Based on current evidence, several promising research applications for LECT2 measurement warrant further investigation:

• Non-invasive diagnostic biomarker: The consistent finding that LECT2 levels decline with progression of alcohol-induced liver cirrhosis suggests its potential as a non-invasive diagnostic factor . The strong correlations with established liver function tests strengthen this application.

• Therapeutic target identification: The structural analysis revealing LECT2's interaction with the c-Met receptor suggests potential therapeutic targeting opportunities. Monitoring LECT2 levels could help evaluate treatment efficacy.

• Disease progression monitoring: The progressive decline in LECT2 with advancing cirrhosis severity (from 18.99 ± 5.36 ng/mL in controls to 8.06 ± 5.74 ng/mL in severe cirrhosis) indicates its potential utility in longitudinal monitoring.

• LECT2/FGF axis in liver pathology: The inverse correlation between LECT2 and fibroblast growth factors (FGF-1 and FGF-21) suggests a regulatory relationship that could be exploited for therapeutic intervention.

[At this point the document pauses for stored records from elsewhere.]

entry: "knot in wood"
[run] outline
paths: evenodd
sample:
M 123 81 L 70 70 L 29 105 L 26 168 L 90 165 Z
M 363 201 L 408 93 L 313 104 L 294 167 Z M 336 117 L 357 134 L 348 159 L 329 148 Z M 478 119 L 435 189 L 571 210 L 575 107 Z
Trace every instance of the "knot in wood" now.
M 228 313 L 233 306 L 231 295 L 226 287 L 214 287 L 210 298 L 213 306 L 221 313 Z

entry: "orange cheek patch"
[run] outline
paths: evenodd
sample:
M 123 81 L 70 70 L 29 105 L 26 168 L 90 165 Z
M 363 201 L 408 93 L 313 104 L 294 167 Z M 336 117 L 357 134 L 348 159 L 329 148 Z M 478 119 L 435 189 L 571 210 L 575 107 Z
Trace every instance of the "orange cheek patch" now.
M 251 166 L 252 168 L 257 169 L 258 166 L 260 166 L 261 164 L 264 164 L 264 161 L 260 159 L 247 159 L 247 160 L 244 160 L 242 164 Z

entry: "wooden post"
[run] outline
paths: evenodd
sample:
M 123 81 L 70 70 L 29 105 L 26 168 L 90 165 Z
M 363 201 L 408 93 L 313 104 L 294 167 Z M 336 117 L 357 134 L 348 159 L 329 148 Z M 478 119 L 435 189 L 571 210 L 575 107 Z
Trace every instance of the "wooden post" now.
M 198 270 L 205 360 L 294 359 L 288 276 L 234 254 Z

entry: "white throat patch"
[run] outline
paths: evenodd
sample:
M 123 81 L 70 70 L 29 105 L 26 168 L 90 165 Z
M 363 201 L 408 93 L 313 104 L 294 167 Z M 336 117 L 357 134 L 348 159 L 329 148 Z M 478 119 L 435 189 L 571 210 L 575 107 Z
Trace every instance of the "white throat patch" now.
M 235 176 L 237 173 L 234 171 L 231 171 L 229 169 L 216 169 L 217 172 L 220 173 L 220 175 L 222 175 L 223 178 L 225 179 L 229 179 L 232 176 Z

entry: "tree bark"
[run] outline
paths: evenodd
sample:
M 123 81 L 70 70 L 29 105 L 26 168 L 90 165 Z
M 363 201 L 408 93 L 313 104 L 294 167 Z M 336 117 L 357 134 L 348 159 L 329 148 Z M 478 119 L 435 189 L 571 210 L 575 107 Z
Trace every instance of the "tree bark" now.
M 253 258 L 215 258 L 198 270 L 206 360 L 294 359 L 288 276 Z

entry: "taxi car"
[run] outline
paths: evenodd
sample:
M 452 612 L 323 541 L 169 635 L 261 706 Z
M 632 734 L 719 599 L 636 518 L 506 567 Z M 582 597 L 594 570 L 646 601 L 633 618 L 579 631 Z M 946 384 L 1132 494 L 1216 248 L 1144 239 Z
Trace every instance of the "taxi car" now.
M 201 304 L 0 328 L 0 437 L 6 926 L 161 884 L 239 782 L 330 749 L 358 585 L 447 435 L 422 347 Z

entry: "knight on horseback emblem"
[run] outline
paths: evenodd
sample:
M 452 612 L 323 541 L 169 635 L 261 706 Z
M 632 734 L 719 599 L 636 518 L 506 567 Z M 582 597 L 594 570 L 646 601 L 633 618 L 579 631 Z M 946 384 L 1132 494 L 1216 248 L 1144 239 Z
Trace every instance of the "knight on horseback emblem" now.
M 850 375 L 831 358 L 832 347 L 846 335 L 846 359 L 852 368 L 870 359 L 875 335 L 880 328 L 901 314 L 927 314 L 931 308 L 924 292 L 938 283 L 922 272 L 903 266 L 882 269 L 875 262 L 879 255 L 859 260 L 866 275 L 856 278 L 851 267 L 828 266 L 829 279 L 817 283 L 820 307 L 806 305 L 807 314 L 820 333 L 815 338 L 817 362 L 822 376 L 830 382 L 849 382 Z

• Multi-marker panels: Including LECT2 in panels with other biomarkers may improve diagnostic accuracy. The multiple regression model identified several independent variables related to LECT2 levels that could be combined into comprehensive assessment tools .

Future research should explore whether the inverse correlation of LECT2 and FGF-21 is specific to alcoholic liver disease or represents a broader mechanism in liver pathology . Additionally, investigating LECT2's role in other diseases where it has been implicated, including rheumatoid arthritis, hepatocellular carcinoma, and obesity , could expand its clinical utility.